Nov. 21 (Bloomberg) -- Schoeller-Bleckmann Oilfield Equipment AG, a producer of gear to extract oil from hard-to-reach places, said third-quarter new orders weakened and clients may turn “temporarily cautious.”
The order backlog fell 9 percent to 190.3 million euros ($243 million) in the three months to September, the Ternitz, Austria-based company said today in a report. New orders “slightly diminished” in the period, Schoeller-Bleckmann said.
“Given customers’ overly optimistic ordering behavior in the first half of 2012 and the still unclear outlook for further global economic development, a temporarily cautious spending policy” of its customers “has to be taken into account,” Schoeller-Bleckmann said.

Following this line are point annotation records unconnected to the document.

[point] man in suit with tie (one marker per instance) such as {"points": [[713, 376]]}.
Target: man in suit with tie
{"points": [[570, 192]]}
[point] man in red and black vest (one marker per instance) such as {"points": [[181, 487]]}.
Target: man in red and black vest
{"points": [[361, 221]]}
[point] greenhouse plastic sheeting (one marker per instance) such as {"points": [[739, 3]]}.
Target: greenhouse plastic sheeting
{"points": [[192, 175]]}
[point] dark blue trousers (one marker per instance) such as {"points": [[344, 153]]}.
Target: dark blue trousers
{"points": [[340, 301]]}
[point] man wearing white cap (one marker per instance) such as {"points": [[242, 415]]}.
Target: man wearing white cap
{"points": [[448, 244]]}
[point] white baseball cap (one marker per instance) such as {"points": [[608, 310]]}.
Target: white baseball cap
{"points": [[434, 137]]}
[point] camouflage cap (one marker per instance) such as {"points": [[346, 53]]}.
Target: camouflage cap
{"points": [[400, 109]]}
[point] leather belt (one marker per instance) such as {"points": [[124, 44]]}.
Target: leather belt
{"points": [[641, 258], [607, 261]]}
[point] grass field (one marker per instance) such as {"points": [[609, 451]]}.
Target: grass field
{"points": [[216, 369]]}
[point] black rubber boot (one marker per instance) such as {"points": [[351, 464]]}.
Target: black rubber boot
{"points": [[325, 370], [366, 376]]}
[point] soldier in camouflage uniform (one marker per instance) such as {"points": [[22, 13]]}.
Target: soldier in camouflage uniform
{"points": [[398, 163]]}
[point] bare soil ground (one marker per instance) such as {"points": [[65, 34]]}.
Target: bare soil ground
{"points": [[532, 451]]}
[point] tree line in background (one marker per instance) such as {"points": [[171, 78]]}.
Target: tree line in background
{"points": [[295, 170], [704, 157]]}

Net income increased 46 percent to 19.65 million euros in the period, up from 13.65 million euros a year earlier, according to the producer.
Schoeller-Bleckmann fell as much as 2 percent in Vienna trading and was 1.2 percent lower at 72.39 euros by 9:14 a.m. That cut the stock’s gain this year to 5 percent.
The company had said in August that third-quarter orders were “strong” after reporting record profit and sales in the first half.
Schoeller-Bleckmann makes directional-drilling equipment to extract crude on land and under water, and has benefited from higher oil prices that justify bigger investments into production in places that require more elaborate technology.